Submitted By: Jeff Wheelouse <apache wheelhouse.org>
Committed By: covener

Modified:
    httpd/httpd/trunk/CHANGES
    httpd/httpd/trunk/modules/mappers/mod_rewrite.c

Modified: httpd/httpd/trunk/CHANGES
URL: http://svn.apache.org/viewvc/httpd/httpd/trunk/CHANGES?rev=1774288&r1=1774287&r2=1774288&view=diff
==============================================================================
--- httpd/httpd/trunk/CHANGES [utf-8] (original)
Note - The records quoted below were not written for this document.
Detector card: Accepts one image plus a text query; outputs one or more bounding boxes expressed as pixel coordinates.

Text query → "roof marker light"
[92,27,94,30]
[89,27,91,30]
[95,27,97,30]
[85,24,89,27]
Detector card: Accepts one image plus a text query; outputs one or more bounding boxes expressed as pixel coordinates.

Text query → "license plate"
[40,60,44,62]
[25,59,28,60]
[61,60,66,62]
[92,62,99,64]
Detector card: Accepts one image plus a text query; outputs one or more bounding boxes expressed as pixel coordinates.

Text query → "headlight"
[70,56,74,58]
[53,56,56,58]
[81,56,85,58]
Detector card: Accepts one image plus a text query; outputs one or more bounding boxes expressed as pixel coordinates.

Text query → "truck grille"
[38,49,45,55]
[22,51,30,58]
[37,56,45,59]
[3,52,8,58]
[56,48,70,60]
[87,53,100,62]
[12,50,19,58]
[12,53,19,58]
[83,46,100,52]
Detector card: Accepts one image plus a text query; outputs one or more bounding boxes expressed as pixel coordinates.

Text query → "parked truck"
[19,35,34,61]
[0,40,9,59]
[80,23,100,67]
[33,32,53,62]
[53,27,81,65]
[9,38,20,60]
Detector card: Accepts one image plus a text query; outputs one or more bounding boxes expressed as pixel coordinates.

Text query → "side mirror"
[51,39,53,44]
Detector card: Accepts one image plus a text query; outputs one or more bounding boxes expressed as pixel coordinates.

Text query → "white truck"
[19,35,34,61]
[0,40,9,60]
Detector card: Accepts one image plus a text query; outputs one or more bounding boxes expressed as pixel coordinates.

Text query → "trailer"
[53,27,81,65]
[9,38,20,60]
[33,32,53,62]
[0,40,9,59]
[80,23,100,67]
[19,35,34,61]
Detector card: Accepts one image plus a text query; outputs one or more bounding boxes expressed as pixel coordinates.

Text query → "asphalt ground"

+++ httpd/httpd/trunk/CHANGES [utf-8] Wed Dec 14 16:27:15 2016
@@ -1,6 +1,10 @@
                                                          -*- coding: utf-8 -*-
 Changes with Apache 2.5.0
 
+ *) mod_rewrite: Limit runaway memory use by short circuiting some kinds of
+    looping RewriteRules when the local path significantly exceeds 
+    LimitRequestLine.  PR 60478. [Jeff Wheelhouse <apache wheelhouse.org>]
+
  *) mod_proxy: Honor a server scoped ProxyPass exception when ProxyPass is
      configured in <Location>, like in 2.2. PR 60458.
      [Eric Covener]

Modified: httpd/httpd/trunk/modules/mappers/mod_rewrite.c
URL: http://svn.apache.org/viewvc/httpd/httpd/trunk/modules/mappers/mod_rewrite.c?rev=1774288&r1=1774287&r2=1774288&view=diff
==============================================================================
--- httpd/httpd/trunk/modules/mappers/mod_rewrite.c (original)
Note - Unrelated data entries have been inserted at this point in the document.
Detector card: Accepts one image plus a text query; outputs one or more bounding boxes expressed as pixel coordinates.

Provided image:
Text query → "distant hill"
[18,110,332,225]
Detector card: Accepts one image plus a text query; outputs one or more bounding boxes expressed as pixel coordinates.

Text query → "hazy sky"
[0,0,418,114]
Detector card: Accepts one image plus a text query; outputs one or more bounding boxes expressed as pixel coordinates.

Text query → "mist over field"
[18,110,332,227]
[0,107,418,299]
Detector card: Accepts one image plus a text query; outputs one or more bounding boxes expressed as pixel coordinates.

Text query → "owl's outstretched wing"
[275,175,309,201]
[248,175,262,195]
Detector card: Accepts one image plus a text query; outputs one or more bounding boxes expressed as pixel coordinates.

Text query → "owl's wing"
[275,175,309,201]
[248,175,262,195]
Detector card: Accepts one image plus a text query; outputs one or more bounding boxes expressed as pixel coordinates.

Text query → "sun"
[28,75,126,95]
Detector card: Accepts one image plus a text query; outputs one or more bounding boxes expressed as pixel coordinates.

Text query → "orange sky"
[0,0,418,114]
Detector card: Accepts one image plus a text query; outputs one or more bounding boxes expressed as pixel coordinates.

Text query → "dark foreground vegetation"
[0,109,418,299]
+++ httpd/httpd/trunk/modules/mappers/mod_rewrite.c Wed Dec 14 16:27:15 2016
@@ -4350,6 +4350,17 @@ static int apply_rewrite_list(request_re
         rc = apply_rewrite_rule(p, ctx);
 
         if (rc) {
+
+            /* Catch looping rules with pathinfo growing unbounded */
+            if ( strlen( r->filename ) > 2*r->server->limit_req_line ) {
+                ap_log_rerror(APLOG_MARK, APLOG_ERR, 0, r,
+                              "RewriteRule '%s' and URI '%s' "
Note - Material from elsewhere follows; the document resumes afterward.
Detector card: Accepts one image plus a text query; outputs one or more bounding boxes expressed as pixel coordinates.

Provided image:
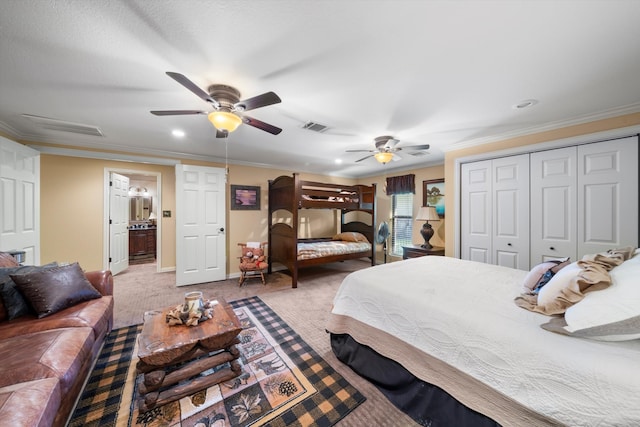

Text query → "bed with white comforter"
[327,256,640,426]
+                              "exceeded maximum length (%d)", 
+                              p->pattern, r->uri, 2*r->server->limit_req_line );
+                r->status = HTTP_INTERNAL_SERVER_ERROR;
+                return ACTION_STATUS;
+            }
+
             /* Regardless of what we do next, we've found a match. Check to see
              * if any of the request header fields were involved, and add them
              * to the Vary field of the response.